American musical artist (1949–2019)

James Samuel Pilafian (October 25, 1949 – April 5, 2019) was an American tuba player and educator.

== Biography ==
Pilafian participated in the National Music Camp in Interlochen, MI and was the second tuba player to win the concerto competition. Via his performance at Interlochen, he was awarded scholarships to study at both Dartmouth College and the Tanglewood Music Center. Leonard Bernstein chose Pilafian, Charles Lewis, and Rolf Smedvig to perform in the world premier of Bernstein's Mass at the opening of the John F. Kennedy Center for the Performing Arts. He earned his bachelor's degree in music at the University of Miami in 1972.

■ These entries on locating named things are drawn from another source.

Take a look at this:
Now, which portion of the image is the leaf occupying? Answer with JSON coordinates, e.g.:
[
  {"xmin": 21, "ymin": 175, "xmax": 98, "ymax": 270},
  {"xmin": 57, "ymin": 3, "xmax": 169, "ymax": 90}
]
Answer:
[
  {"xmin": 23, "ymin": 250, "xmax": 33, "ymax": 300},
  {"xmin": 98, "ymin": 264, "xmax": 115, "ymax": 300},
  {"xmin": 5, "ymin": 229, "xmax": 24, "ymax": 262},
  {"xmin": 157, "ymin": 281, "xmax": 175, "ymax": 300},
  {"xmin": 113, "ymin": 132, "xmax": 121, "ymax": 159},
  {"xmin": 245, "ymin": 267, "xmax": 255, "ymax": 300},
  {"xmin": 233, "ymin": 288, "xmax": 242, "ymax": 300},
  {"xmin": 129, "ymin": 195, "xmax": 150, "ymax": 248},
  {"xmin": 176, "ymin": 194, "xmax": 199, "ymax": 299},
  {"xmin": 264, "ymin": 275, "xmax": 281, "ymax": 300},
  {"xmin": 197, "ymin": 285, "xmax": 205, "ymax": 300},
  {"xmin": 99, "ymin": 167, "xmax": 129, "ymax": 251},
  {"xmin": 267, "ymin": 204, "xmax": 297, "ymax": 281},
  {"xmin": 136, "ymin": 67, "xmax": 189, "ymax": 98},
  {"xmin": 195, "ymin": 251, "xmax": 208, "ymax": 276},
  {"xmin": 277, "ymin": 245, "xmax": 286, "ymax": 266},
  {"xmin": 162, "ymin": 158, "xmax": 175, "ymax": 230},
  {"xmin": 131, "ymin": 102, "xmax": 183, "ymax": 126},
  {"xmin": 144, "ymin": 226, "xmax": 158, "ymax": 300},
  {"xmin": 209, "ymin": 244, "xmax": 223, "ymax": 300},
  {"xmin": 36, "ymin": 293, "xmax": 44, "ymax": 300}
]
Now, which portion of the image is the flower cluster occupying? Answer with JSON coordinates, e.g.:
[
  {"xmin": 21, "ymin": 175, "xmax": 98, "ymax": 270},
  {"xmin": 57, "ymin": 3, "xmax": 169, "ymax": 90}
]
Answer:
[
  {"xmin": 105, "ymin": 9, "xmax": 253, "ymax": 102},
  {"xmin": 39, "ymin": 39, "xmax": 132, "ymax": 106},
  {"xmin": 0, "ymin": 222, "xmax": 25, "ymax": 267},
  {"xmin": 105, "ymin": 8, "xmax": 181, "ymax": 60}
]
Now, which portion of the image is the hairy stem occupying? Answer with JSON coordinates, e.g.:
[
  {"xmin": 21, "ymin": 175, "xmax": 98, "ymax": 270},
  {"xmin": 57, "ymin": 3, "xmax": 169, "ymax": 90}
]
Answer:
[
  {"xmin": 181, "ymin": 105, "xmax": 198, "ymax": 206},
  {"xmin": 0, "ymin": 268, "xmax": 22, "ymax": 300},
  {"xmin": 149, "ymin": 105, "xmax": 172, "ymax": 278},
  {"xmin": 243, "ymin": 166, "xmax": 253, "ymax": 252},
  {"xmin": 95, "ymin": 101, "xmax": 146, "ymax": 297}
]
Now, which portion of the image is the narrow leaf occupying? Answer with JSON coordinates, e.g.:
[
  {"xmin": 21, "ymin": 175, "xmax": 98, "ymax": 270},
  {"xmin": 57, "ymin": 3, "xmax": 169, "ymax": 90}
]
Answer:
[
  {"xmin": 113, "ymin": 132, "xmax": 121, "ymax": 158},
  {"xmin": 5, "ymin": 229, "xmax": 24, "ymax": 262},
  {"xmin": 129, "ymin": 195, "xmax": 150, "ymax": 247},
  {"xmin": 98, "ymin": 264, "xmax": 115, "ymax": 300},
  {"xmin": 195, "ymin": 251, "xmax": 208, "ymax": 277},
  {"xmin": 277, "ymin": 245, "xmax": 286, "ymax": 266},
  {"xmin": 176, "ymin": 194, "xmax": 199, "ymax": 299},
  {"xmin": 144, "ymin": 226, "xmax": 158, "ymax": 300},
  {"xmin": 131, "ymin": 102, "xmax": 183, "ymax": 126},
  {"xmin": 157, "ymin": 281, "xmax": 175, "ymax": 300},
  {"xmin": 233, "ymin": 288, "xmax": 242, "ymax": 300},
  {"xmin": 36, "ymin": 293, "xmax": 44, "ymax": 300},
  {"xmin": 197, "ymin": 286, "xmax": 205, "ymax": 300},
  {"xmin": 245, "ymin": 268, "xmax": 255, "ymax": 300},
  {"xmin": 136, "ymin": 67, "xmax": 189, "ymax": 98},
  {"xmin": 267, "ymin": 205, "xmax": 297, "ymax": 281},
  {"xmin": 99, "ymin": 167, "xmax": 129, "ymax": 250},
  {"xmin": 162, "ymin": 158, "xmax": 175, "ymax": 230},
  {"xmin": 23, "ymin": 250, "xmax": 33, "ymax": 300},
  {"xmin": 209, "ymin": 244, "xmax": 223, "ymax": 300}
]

Since then, Pilafian performed numerous times in international concerts and recordings. He founded the Empire Brass with Charles Lewis and Rolf Smedvig and performed in the Broadway Musicals Doctor Jazz and Much Ado About Nothing. He also co-owned and toured full time with the Boston Brass from 2013–2019 with whom he released three albums.

Pilafian was also active in the jazz scene, having played with the Duke Ellington Orchestra and, since 1991, in the duo Travelin' Light with guitarist Frank Vignola. With the saxophonist Scott Zimmer, Pilafian also played the music of Maurice Ravel, Béla Bartók, Thelonious Monk, Ornette Coleman, and Captain Beefheart. Pilafian also participated in a Pink Floyd recording.

In 1985 Pilafian was on the Mr. Rogers' Neighborhood television show Episode 1549, where he demonstrated the tuba and Fred Rogers attempted to buzz a note. Dave Ohanian, Rolf Smedvig, Charles Lewis Jr., and Scott Hartman, all members of the Empire Brass at the time, also make appearances in this episode.

In the early 2000's, Pilafian teamed up with Patrick Sheridan to develop and publish The Breathing Gym, a book/DVD resource that teaches stretching and breathing exercises to promote free breathing and efficient use of air. The Breathing Gym method is deeply rooted in Pilafian and Sheridan's experience with Arnold Jacobs.

Pilafian started teaching at Arizona State University in 1994 and later at University of Miami in 2012 and North Dakota State University in 2017. Among his notable students is Marcus Rojas.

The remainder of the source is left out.